Guten Abend zusammen,

ich muss wieder was in meiner DB programmieren und komme gerade nicht wirklich weiter.

Ich habe ein SQL Statement geschrieben, was mir fast die gewünschte Ergebnismenge ausspuckt:


```
select Users.email, Gefallen, Title, artist, cover, Musics.url from Musics,tags,users  where tags.url = Musics.url and USERS.email =  tags.email;
```

ich hab anschließend probiert diesen quasi umzuschreiben:


```
static DTO first (String user){
...
select Users.email, Gefallen, Title, artist, cover, Musics.url from Musics,tags,users from Musics,Tags,Users  where tags.url = Musics.url and USERS.email = '"+ user +"' and  tags.email '" + user +"'");

... }
```
... funktioniert aber so dann doch nicht.

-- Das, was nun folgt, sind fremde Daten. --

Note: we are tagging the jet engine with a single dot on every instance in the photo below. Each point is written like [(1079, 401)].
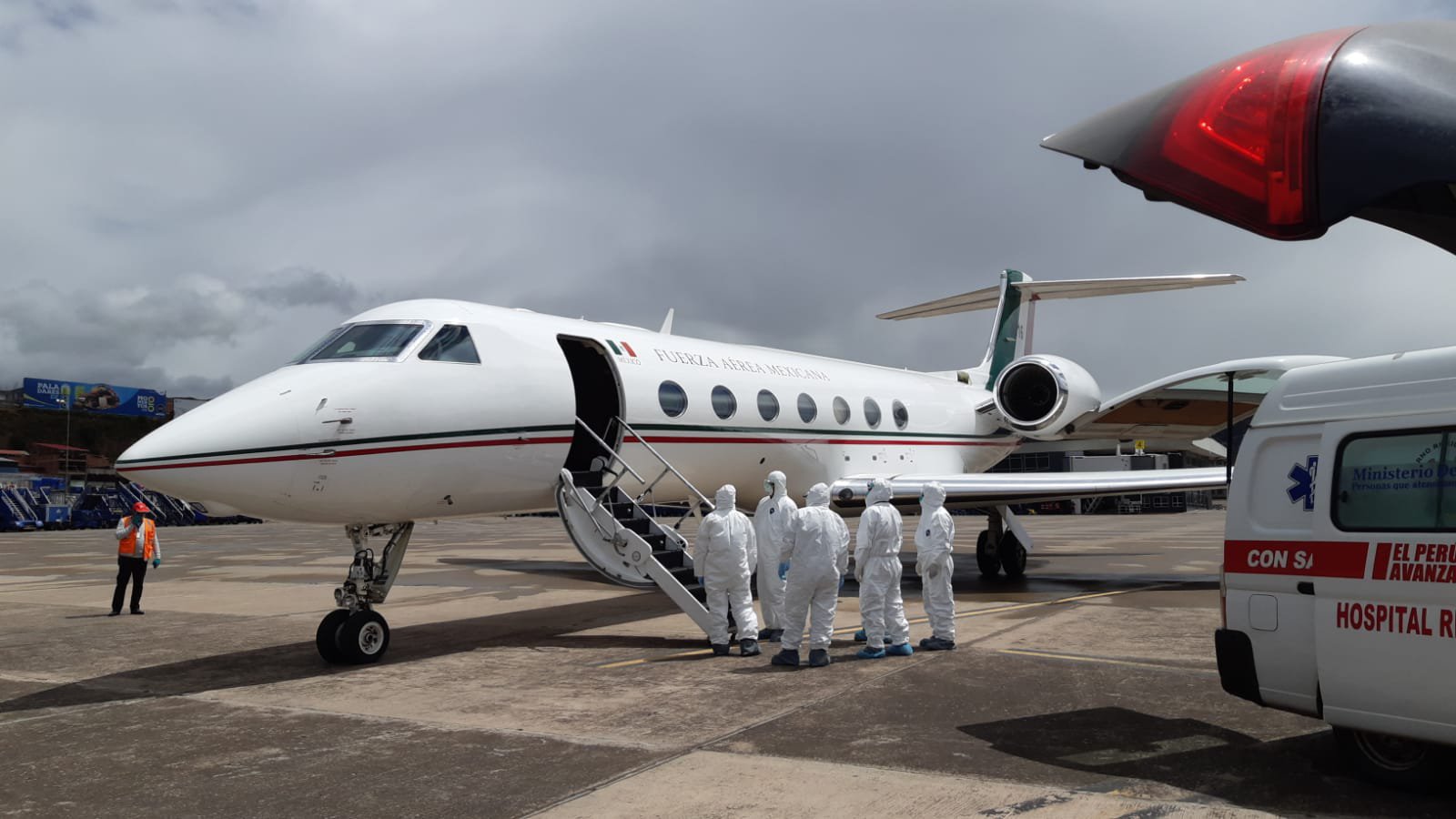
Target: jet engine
[(1041, 395)]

da ich schließlich nur Datensätze von bestimmten Usern anzeigen lassen möchte.

Der obige normale SQL Befehl spuckt mir jedoch alle User aus. Wie kann ich das so spezifizieren, dass ich nur einen bestimmten User (+ dessen Datensätze) erhalte?

Wenn ihr weitere Infos benötigt fragt ruhig 

vielen Dank!


----------



## fhoffmann (23. Dez 2015)

Das ist kein gültiges SQL:


JIZZES hat gesagt.:


> from Musics,tags,users from Musics,Tags,Users


----------



## JIZZES (23. Dez 2015)

```
SELECT tags.email, Gefallen, Title, artist, cover, musics.url FROM Musics,tags,users  WHERE tags.url = musics.url and Users.email =  tags.email;
```

sorry, hab beim bearbeiten einen Teil nicht überschrieben gehabt... den doppelten Teil einfach weglassen


----------



## fhoffmann (23. Dez 2015)

Und im jetzigen Code hast du wieder keine Einschränkung auf einen bestimmten User.


----------



## klauskarambulut (23. Dez 2015)

Never ever Parameter mit Plus in einen String einarbeiten um ein SQL-Statement zu generieren.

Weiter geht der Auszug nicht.